Gli esperti descrivono questa situazione come il paradosso centrale della governance del clima. Come, in sostanza, i paesi del gruppo che sono tra le maggiori potenze energetiche, e rappresentano circa la metà del consumo e della produzione globale di energia, sono ora letteralmente posizionati tra il carbone e il sole.
Ciò è particolarmente significativo dato che la Russia è anche uno dei principali produttori di petrolio e gas e, insieme a Cina, India e Sudafrica, si colloca tra i principali fornitori di carbone.
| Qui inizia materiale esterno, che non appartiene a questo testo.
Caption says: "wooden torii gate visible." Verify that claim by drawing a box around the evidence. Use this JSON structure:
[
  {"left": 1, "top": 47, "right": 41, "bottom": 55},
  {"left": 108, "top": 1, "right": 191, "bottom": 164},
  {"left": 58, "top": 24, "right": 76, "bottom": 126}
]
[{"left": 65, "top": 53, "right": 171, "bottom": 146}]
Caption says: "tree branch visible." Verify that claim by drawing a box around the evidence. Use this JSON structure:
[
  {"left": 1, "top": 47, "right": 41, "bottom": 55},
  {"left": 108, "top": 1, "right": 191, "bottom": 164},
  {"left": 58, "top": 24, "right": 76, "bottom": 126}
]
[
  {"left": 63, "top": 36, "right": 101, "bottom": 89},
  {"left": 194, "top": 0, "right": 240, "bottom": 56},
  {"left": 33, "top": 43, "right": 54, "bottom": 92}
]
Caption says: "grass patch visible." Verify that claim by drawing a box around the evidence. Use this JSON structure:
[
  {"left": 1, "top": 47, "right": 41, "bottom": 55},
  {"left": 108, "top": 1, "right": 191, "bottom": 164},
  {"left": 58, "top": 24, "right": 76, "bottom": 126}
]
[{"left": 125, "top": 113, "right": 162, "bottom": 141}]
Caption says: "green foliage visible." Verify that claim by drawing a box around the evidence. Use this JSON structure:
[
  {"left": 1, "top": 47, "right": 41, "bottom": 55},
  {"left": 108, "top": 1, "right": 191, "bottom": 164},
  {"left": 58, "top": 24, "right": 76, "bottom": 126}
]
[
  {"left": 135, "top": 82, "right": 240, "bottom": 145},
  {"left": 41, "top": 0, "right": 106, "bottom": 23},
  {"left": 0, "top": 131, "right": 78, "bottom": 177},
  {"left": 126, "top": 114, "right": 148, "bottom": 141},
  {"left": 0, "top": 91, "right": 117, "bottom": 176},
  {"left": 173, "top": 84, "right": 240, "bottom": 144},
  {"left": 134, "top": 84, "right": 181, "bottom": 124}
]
I paesi BRICS stanno attivamente sviluppando fonti di energia rinnovabile (RES), prevedendo di triplicare la loro capacità entro il 2030. I progressi della Cina nelle tecnologie energetiche verdi e gli ambiziosi piani di altri paesi lo rendono abbastanza realizzabile. Va notato che i membri dei BRICS guidano non solo nella produzione e nel consumo di energia, ma anche nelle emissioni di gas serra.
Questo è il motivo per cui il ritmo della diffusione delle energie rinnovabili nei paesi del gruppo diventa di fondamentale importanza per raggiungere gli obiettivi climatici. Tuttavia, i ruoli degli Stati membri differiscono in modo significativo.